Dr Mona Soliman: Pendant ces 10 semaines, les manifestations ont fait au moins 416 morts, dont 51 enfants, plus de 15000 personnes ont été arrêtées, selon l’ONG Iran Human Rights (IHR), dont le siège est en Norvège. Cette vague de contestation est sans précédent depuis la Révolution islamique de 1979. Il est vrai qu’elle est née de revendications sur les droits des femmes après la mort de Mahsa Amini, arrêtée pour avoir mal porté le voile, mais elle s’est transformée en contestation du pouvoir, avec une longue liste de revendications. Car les Iraniens souffrent d’une crise économique à cause des sanctions imposées sur leur pays. De son côté, Téhéran accuse des forces étrangères d’être derrière ce mouvement pour déstabiliser la République islamique. Mais, cette vague va continuer et Téhéran ne pourra pas la stopper. Les autorités iraniennes attendent l’hiver en tablant sur le fait que les conditions climatiques conduisent à baisser l’intensité des manifestations.

— L’Occident fait-il pression indirectement sur Téhéran à travers le malaise que traverse le pays actuellement ?

— Les pays occidentaux subissent la pression de l’opinion publique et des lobbies iraniens de l’étranger. Mais tout compte fait, ils ne vont rien faire car ils ne peuvent pas intervenir dans les affaires internes d’un pays. Le Conseil des droits de l’homme de l’Onu a décidé, malgré l’opposition de Téhéran et de Pékin, d’ouvrir une enquête internationale sur la répression des manifestations en Iran après la mort de Mahsa Amini, pour rassembler des preuves de violations et éventuellement poursuivre les responsables. Les 47 Etats membres de l’instance onusienne la plus élevée en matière de droits humains ont décidé de nommer une équipe d’enquêteurs de haut niveau pour faire la lumière sur toutes les violations de ces droits liées à la répression des manifestations. Mais cette mission d’enquête internationale indépendante n’a pas de chance de pouvoir se rendre en Iran en raison de l’opposition de Téhéran.

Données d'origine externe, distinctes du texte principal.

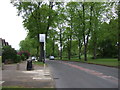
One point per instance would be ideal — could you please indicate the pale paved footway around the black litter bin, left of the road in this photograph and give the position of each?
(16, 75)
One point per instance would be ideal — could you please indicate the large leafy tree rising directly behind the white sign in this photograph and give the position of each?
(36, 21)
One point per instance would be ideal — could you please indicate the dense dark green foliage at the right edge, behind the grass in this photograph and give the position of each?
(106, 39)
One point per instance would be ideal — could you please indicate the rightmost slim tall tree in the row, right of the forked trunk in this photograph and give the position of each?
(98, 11)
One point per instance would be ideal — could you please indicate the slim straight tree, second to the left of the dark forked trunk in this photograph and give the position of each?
(70, 11)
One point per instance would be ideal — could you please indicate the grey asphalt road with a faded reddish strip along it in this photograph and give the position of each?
(80, 75)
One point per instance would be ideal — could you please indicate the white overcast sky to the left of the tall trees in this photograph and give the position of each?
(11, 28)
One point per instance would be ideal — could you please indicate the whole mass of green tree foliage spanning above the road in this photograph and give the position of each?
(70, 27)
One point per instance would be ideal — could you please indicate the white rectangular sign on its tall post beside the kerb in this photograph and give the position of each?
(42, 47)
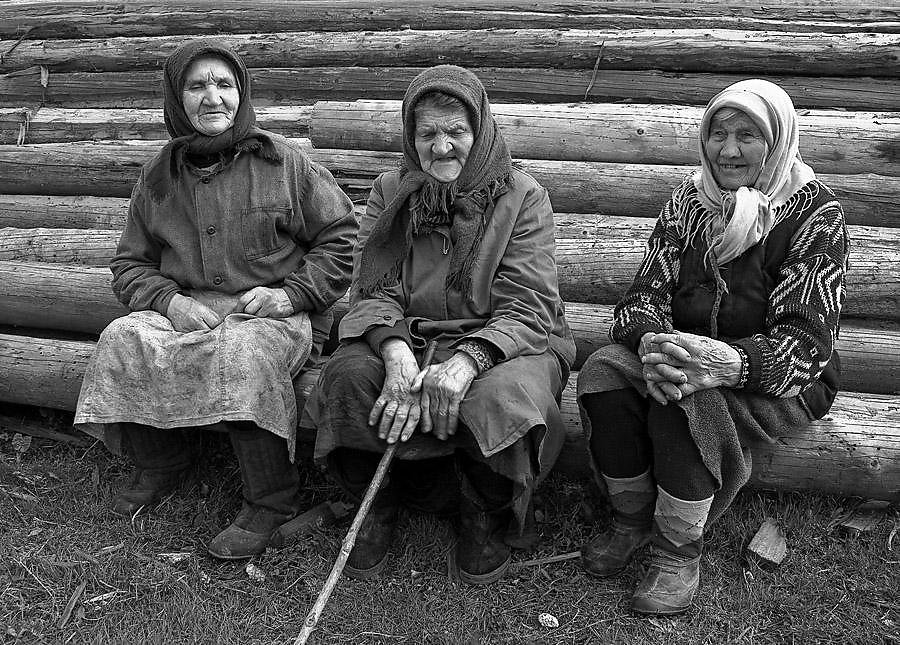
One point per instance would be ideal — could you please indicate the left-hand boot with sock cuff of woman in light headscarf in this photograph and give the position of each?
(633, 500)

— La semaine dernière l’Iran a annoncé l’enrichissement de l’uranium à 60% à l’usine de Fordo. Est-ce l’arrêt de mort des négociations sur le nucléaire ?

— Evidemment, ces déclarations inquiètent la communauté internationale. Mais il faut savoir que l’Iran exerce une pression sur l’Occident à travers ces annonces afin de pousser les Européens à bouger pour la reprise des négociations sur le nucléaire et accélérer un accord. Les négociations étaient en suspens, notamment à cause des élections de mi-mandat aux Etats-Unis. Parmi ses objectifs essentiels pour le reste de son mandat, le président américain, Joe Biden, veut régler ce dossier. L’Administration veut arriver à un accord avec les Iraniens tout en freinant leur activité nucléaire.